Just So Stories was written by Rudyard Kipling in 1902. Each story offers an explanation as to why things are the way they are, like “How the Rhinoceros got his Skin,” or “How the Whale got his Throat.” What I like best about the stories is Kipling’s writing style. He sometimes makes up humorous names for animals or places, like the Limpopo River, or the ‘Stute Fish. Kipling also draws out repetition of adjectives to the extreme. At one point, Kipling uses this string of phrases to describe the Elephant Child: “and [he] went on, a little warm, but not at all astonished, eating melons, and throwing the rind about, because he could not pick it up…” The author makes sure to use this collection of adjectives every time the Elephant Child does something.
Just So Stories has great little poems in-between each short story. My favorite poem comes after “The Elephant’s Child”:
I keep six honest serving-men
(They taught me all I knew);
Their names are What and Why and When
And How and Where and Who.
It is simple and short, yet so clever in the rhythm and the rhyming. What’s also neat is how they relate back to the story they are paired with. The one about the serving men named question words, like Who and What, connects to the Elephant Child, who is always asking questions.
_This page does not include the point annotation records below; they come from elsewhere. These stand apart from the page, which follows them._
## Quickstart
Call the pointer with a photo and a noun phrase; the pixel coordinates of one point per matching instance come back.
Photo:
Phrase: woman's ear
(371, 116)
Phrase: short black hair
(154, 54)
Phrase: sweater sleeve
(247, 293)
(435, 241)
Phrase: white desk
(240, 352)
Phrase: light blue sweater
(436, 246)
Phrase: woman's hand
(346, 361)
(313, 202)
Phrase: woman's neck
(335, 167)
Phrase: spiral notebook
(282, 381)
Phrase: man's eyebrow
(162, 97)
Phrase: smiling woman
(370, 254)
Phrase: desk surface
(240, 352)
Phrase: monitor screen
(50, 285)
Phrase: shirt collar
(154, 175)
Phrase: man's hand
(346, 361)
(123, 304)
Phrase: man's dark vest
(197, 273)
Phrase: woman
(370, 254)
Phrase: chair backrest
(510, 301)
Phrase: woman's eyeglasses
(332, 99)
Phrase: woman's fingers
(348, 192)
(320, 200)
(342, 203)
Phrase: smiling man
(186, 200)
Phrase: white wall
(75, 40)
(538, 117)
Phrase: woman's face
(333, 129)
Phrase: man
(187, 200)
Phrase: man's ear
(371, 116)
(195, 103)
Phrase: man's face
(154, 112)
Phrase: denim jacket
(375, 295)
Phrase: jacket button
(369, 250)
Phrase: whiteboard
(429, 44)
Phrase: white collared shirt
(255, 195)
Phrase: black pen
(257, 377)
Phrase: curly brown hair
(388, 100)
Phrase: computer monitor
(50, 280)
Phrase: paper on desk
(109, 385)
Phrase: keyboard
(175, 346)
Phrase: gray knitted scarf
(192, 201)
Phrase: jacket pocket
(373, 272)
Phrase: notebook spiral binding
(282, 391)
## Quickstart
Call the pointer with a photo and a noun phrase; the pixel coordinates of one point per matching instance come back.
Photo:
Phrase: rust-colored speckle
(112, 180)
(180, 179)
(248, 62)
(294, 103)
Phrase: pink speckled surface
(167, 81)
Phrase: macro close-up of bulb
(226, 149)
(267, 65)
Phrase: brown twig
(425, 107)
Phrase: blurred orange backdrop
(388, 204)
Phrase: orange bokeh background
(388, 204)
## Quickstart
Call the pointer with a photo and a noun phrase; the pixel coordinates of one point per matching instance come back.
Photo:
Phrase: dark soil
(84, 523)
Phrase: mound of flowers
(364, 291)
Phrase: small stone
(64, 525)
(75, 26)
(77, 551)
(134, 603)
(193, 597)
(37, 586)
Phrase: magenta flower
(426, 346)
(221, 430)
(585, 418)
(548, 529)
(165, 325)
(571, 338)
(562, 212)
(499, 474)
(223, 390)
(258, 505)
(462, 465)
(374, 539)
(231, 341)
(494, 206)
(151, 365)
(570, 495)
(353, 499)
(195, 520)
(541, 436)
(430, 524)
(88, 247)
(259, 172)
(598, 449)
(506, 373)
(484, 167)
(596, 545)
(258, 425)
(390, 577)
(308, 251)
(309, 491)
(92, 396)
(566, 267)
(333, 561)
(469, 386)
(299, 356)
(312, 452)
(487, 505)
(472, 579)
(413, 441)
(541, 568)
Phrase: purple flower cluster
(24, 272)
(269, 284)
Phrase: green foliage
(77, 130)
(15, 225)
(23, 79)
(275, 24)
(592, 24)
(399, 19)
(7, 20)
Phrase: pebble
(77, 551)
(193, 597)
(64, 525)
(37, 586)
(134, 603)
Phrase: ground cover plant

By far my favorite story is “The Elephant’s Child.” In the High and Far-Off Times, all elephants had not long, thin trunks like they do now, but instead bulgy noses that they could only wiggle back and forth a bit. A new elephant, called the Elephant’s Child, “was full of ‘satiable curiosity.” He was always asking questions, and his elders disapprove and discipline him with a good spank or two. Finally, when he asks what the Crocodile eats, the Kolokolo Bird tells him he can find out if he goes to the Limpopo River. The young elephant finds the crocodile at the river, and the crocodile clamps down on his nose when the pachyderm gets too close. The Elephant Child pulls and pulls, and with the help from the Bi-Colored-Python-Rock-Snake, succeeds in escaping.
In the process, however, his trunk managed to get stretched out and is now long and thin. The Elephant Child finds that he can now slap away flies, easily eat grass, and slop mud on his back to keep cool. This short story reveals to us how the elephant got its long, thin trunk. What I find most amusing about this story is the amount of spanking that takes place. Yes, spanking. Apparently hitting one’s companion’s bottom is acceptable, and can be used as discipline or good luck. Once the Elephant Child receives his new trunk, he gets back at his older relatives by spanking each one of them very hard in turn. I guess jungle animals have it differently than humans; I don’t think I could go up to Mr. Bailey in school (or anywhere) and give him a spanking – not that I’d EVER want to. I find that to be entirely unnecessary and disrespectful on my part.